Spain - (see above) Spanish citizens by descent can have dual citizenship; Spanish laws knows a
"dormant citizenship" for citizens naturalizing in Iberoamerican countries: They do not lose their
citizenship, but their status and their rights as citizens of Spain—and of the EU—are inactive
until they move back to Spain. Foreigners wanting to naturalize in Spain must usually renounce
their old citizenship; exceptions are made for citizens of some Iberoamerican countries, Puerto
Rico, Andorra, the Philippines, Equatorial Guinea, and Portugal. Since 2014, Spain has granted
Spanish nationality to Sephardi Jews regardless of nationality.
United Kingdom - allows dual citizenship. Note that not all British citizens are EU citizens (see
below).
The Faroe Islands belong to Denmark, but not the EU, so their inhabitants are Danish citizens,
but not EU citizens. Greenland left the EC in 1985, but Greenlanders are considered EU
citizens.
These British and Danish citizens obtain or procure "local" passports (in practice, citizens of
Faroe Islands and Greenland can choose between local and "European" passports, and citizens of
the Guernsey, Jersey, and the Isle of Man receive passports bearing the title "British Isles"
alongside the dependency's respective name); they can become "full" EU citizens by moving to
and living permanently in the United Kingdom or in Denmark, as the case may be.
British citizens bearing passports from the Crown dependencies but having sufficient conations
to the UK-proper or Gibraltar are considered EU-citizens.
CONCLUSION
As seen in this paper, numbers of aspects are dealt with accordance to dual citizenship.

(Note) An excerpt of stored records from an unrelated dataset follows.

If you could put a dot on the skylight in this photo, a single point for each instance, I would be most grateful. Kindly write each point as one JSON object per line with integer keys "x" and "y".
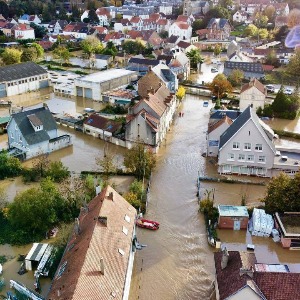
{"x": 127, "y": 219}
{"x": 125, "y": 230}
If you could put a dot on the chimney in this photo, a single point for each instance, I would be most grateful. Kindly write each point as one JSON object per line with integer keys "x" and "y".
{"x": 225, "y": 257}
{"x": 245, "y": 271}
{"x": 77, "y": 227}
{"x": 102, "y": 265}
{"x": 102, "y": 220}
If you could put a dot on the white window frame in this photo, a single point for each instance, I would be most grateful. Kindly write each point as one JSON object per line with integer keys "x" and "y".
{"x": 257, "y": 146}
{"x": 236, "y": 146}
{"x": 241, "y": 159}
{"x": 246, "y": 146}
{"x": 230, "y": 156}
{"x": 248, "y": 156}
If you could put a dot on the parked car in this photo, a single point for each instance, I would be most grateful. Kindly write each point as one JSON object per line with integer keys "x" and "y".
{"x": 270, "y": 88}
{"x": 288, "y": 91}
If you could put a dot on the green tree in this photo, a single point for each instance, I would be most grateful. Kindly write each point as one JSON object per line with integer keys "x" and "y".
{"x": 195, "y": 57}
{"x": 164, "y": 34}
{"x": 93, "y": 16}
{"x": 11, "y": 56}
{"x": 180, "y": 93}
{"x": 217, "y": 50}
{"x": 35, "y": 210}
{"x": 250, "y": 30}
{"x": 263, "y": 33}
{"x": 293, "y": 67}
{"x": 4, "y": 10}
{"x": 57, "y": 171}
{"x": 140, "y": 160}
{"x": 39, "y": 50}
{"x": 236, "y": 77}
{"x": 106, "y": 165}
{"x": 29, "y": 54}
{"x": 272, "y": 59}
{"x": 133, "y": 47}
{"x": 220, "y": 86}
{"x": 283, "y": 194}
{"x": 91, "y": 45}
{"x": 39, "y": 31}
{"x": 197, "y": 24}
{"x": 9, "y": 166}
{"x": 62, "y": 53}
{"x": 110, "y": 49}
{"x": 261, "y": 20}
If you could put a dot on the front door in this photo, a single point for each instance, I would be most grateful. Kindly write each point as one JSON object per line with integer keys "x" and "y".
{"x": 237, "y": 225}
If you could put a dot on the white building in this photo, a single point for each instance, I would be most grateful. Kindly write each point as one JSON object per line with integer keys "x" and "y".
{"x": 246, "y": 147}
{"x": 22, "y": 78}
{"x": 34, "y": 132}
{"x": 105, "y": 231}
{"x": 253, "y": 93}
{"x": 24, "y": 32}
{"x": 182, "y": 30}
{"x": 215, "y": 130}
{"x": 166, "y": 9}
{"x": 92, "y": 86}
{"x": 240, "y": 16}
{"x": 151, "y": 117}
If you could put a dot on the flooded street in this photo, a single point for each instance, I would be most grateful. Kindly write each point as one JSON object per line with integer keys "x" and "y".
{"x": 177, "y": 262}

This paper throws light on the concept of dual citizenship and facilitates a clear understanding
related to the same.
The rights of citizenship are determined by each country, which sets its own criteria for
citizenship. These laws may create situations where a person may satisfy the citizenship
requirements of more than one country simultaneously. This would, in the absence of laws of one
country or the other, allow the person to hold multiple citizenship. National laws may include
criteria as to the circumstances, if any, in which a person may concurrently hold another
citizenship. A country may withdraw its own citizenship if a person acquires a citizenship of
another country. Some countries do not permit dual citizenship. This may be by requiring an
applicant for naturalization to renounce all existing citizenship, or by withdrawing its citizenship
from someone who voluntarily acquires another citizenship, or by other devices. Some countries
do not permit a renunciation of citizenship. Some countries permit a general dual citizenship
while others permit dual citizenship but only of a limited number of countries.
Hence it can be said that in the field of citizenship and emigration understanding the concept of
dual citizenship carries great importance.